# 3. Adding the code that performs the analysis

Now for the real work &ndash; writing the code that will perform out analysis.

Imagine we want to do the following:
- Create a Jupyter notebook for exploratory analysis
- Generate the following outputs using python scripts:
    - Generate a subset of `winemag-130k-v2.csv` containing only the following columns: `country, designation, points, price (in GBP)`. Save in a .csv file
    - Generate and save a table of wines only produced in Chile
    - Save a scatterplot of the wines points vs price and a distribution plot of wine scores

Don't worry you do not have to generate all of the scripts... we have provided some scripts for you to get started.
You should now have a directory called `SupportScripts`.

You need to make sure that all scripts from the directory are in the appropriate directory inside your newly created project.
- Noteboks -> move the Jupyter notebooks for the exploratory data analysis
- src/data -> move the raw data here
- src/visualization (this should be left empty)

Once this is done commit your changes to git.
```bash
$ git add .
$ git commit -m "Add processing scripts"
```

Now we are ready to start programming, analysing data, and testing. But let's face it.... there are going to be files
**LOTS** of files. There are always lots of files generated along the way.

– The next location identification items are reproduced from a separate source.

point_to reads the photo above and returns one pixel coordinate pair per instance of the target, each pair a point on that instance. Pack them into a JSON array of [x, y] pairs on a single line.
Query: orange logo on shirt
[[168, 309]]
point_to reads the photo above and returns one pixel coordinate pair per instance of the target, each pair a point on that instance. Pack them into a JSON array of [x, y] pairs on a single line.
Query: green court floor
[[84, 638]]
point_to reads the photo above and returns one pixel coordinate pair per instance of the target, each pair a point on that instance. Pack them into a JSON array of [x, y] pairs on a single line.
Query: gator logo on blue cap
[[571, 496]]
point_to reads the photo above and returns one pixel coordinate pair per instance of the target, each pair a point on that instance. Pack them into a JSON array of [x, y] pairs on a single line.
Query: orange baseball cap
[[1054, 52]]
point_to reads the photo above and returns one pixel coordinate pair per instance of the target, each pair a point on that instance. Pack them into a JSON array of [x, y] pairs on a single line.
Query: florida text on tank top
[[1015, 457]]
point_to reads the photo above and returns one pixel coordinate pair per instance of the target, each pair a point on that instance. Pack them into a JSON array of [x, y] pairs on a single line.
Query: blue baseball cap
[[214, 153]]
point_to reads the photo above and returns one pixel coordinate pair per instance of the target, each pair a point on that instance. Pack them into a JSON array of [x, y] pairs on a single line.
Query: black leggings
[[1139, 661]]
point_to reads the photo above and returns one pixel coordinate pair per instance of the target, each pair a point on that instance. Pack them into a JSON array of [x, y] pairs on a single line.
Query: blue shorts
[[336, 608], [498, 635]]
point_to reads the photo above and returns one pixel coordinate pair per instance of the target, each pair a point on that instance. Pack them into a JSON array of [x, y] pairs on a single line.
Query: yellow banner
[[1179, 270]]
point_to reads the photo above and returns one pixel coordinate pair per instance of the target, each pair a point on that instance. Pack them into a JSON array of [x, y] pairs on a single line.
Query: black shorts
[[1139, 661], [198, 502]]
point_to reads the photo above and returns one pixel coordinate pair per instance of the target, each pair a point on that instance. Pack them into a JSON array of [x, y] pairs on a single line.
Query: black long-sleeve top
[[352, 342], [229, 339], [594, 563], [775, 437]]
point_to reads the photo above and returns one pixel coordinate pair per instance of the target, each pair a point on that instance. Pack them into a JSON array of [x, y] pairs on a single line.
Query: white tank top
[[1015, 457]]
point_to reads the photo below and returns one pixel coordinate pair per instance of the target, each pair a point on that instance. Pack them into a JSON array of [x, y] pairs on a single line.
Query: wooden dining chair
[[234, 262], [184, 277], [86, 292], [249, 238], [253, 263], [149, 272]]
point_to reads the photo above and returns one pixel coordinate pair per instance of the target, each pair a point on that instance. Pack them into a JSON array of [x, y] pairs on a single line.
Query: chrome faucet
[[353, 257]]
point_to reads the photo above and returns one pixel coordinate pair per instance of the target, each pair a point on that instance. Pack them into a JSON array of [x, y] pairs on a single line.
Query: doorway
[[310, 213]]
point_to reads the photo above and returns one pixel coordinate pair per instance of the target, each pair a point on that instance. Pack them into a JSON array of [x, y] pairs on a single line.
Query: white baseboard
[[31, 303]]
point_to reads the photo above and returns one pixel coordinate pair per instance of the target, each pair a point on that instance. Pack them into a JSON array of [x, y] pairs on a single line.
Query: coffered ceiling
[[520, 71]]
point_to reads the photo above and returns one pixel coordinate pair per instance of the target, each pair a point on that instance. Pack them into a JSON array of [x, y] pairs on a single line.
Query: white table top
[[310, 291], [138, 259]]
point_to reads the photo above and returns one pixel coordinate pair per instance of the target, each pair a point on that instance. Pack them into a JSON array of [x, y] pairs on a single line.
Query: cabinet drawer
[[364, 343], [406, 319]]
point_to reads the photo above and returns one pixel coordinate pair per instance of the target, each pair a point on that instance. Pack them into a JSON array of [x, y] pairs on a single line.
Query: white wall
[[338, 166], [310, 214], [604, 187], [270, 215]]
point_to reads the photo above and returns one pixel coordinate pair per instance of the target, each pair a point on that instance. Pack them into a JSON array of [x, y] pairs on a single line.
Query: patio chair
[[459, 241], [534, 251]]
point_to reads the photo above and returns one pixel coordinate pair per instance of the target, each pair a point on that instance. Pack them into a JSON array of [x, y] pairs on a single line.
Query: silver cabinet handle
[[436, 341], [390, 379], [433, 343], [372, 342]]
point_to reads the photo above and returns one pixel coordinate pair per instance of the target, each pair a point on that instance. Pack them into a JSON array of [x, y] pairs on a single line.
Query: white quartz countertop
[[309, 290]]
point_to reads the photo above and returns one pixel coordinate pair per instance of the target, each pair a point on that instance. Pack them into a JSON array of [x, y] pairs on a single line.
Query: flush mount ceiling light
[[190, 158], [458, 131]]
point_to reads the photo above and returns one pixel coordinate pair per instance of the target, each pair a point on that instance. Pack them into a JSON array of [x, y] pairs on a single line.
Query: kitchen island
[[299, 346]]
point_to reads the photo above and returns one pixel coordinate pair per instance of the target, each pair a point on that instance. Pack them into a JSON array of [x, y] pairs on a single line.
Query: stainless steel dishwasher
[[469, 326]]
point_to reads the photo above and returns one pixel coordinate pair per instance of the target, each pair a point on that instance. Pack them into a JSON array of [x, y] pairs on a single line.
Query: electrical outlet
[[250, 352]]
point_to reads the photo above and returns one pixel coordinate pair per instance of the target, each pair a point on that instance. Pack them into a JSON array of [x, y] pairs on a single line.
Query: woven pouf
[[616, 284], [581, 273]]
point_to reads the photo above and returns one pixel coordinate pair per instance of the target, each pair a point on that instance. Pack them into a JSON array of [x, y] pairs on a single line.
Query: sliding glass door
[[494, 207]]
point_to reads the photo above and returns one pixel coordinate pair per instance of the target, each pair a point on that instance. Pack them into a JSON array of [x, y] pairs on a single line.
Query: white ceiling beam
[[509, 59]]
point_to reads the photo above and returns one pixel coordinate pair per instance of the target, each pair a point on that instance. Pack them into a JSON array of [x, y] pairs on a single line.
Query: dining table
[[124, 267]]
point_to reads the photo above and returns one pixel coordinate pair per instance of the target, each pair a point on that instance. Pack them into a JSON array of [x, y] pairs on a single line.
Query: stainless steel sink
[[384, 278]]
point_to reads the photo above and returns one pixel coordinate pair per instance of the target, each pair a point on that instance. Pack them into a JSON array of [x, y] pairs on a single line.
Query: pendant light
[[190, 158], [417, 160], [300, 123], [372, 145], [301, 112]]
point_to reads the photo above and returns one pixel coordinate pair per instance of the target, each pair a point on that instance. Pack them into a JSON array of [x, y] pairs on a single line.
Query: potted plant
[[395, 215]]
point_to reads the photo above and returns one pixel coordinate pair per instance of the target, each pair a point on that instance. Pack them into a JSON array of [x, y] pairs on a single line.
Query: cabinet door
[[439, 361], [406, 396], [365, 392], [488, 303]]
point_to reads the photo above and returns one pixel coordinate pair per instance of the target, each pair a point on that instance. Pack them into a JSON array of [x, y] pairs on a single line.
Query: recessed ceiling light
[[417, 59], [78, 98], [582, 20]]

![files](assets/allthefiles.png)

# The art of naming

The three principles for (file) names:
- **Machine readable **: regex and globbing friendly, deliberate use of delimiters *
- **Human readable**: contains info on content, connects to concept of slug from semantic URLs
- **Plays well with default ordering**: put something numeric first e.g. `01_data-cleaning.py`, use ISO 8601 for dates **YYYY-MM-DD**

<small>* Avoid spaced, accented characters, files like 'foo' and 'Foo' </small>

![](./assets/dates_ISO.png)

## What works and what doesn't

<table>
  <tr>
    <th>NO</th>
    <th>YES</th>
  </tr>
  <tr>
    <td>report.docx</td>
    <td>2018-02-03_report-for-sla.docx</td>
  </tr>
  <tr>
    <td>Joey's filename has spaces and punctuation.xlsx</td>
    <td>joeys-filenames-are-getting-better.xlsx</td>
  </tr>
  <tr>
    <td>fig 1.png</td>
    <td>fig01_scatterplot-talk-length-vs-interest.png</td>
  </tr>
</table>


# Running Jupyter lab

We will be using [Jupyter lab](https://github.com/jupyterlab/jupyterlab) to write, execute, and modify our scripts and notebooks. 

You should have this installed already. We are going to start an instance by typing on the shell:
```
$ jupyter lab
```

# Metadata done right 
We are now going to use the [datapackage](https://github.com/frictionlessdata/datapackage-py) package to create some metadata for our dataset.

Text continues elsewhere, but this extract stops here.